To examine expression performance of the regions sampled, we conducted a principal component analysis (PCA) that revealed no major distinction in expression between the regions except for the nucleus accumbens (Fig. S3). Importantly, the PCA suggests consistent tissue sampling in the field. Thus, we pooled all brain regions together (averaging counts of the four regions) for further analysis. The analysis of differential gene expression was performed between the sexes and populations using the function DESeq from the R statistical package DeSeq2 (Love et al. 2014). This function calculates differential expression based on the negative binomial (i.e. Gamma-Poisson) distribution, which is an advantage over earlier binomial models because it makes fewer type I errors (Anders and Huber 2010). The function operates estimating size factors, then estimating dispersion of each gene, to finish fitting negative binomial generalised linear models and Wald statistics (see DESeq documentation for further details). DESeq results were extracted specifying contrasts (male versus females; Bohai Bay versus Qinghai Lake) and false discovery rate < 0.05. Analyses were conducted in R version 3.3.2 (R Core Team 2016).

Gene ontology annotations and set enrichment analyses

Gene ontology enrichment categories and the extraction of GO terms followed methods previously described in Wang et al. (2019a). Briefly, we used BLASTP v.3.2.0 + (with an E-value of 1e-5 Altschul et al. 1990) to BLAST Kentish plover proteins against the RefSeq protein database. GO terms were then assigned using Blast2GO software v.4.1.9 (Götz et al. 2008) and merged with GO terms obtained from InterProScan v.5.25 (parameters: -f xml, -goterms, -iprlookup) (Jones et al. 2014). We evaluated GO terms from the domain biological processes and then the subcategory immune system processes. The gene enrichment analyses were performed using a hypergeometric test for overrepresentation and corrected for false positives with the Benjamini and Hochberg FDR correction (Benjamini and Hochberg 1995). Functional groups with a FDR P-value < 0.05 were regarded as statistically significantly overrepresented.
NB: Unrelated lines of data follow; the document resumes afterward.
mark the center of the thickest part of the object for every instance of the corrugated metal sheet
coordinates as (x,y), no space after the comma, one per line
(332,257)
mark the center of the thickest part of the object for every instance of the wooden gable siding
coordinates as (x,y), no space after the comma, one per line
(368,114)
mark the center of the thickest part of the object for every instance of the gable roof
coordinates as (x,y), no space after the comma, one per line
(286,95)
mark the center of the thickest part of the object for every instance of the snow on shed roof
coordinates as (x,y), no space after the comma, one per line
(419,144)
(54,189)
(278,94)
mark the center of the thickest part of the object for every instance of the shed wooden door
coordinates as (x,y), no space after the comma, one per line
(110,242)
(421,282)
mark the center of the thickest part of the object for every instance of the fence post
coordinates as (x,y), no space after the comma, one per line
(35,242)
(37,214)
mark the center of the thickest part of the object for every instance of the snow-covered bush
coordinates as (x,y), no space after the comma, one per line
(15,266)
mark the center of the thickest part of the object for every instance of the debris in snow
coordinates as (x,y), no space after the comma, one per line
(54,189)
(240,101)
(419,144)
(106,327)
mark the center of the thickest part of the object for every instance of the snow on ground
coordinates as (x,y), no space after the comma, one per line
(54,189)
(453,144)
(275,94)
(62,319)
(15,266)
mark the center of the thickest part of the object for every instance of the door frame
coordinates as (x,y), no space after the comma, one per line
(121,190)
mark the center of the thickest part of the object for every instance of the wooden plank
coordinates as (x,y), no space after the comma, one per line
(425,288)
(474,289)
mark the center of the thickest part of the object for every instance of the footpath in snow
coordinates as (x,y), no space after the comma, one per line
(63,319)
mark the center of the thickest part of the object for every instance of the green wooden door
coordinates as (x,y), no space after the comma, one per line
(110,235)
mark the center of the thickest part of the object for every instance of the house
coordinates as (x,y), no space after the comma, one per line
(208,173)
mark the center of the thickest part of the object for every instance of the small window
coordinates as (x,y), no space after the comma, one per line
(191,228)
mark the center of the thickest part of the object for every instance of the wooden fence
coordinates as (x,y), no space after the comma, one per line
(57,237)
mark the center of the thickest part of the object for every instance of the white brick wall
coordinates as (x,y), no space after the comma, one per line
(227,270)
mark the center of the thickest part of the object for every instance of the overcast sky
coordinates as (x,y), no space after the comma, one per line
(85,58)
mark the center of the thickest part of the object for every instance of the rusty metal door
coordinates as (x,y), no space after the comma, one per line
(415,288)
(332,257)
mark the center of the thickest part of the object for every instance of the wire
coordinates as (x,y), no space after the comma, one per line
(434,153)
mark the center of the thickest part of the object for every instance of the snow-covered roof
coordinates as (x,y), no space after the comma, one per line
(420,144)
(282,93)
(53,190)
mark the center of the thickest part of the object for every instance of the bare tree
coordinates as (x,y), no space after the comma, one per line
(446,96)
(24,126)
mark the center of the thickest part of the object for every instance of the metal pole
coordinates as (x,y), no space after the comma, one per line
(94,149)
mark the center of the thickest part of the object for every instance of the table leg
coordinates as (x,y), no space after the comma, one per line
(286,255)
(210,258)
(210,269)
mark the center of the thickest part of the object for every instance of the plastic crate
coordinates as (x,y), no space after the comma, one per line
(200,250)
Cases where the expected number of genes less than one were only classified as significantly enriched if the observed number of genes was higher than one.

Sex- and population-specific gene expression

We used Fisher’s exact tests to examine for differences between males and females in the proportion of up and downregulated sex-biased genes. The same method was used in statistical comparisons between population, and in the sex × population interaction.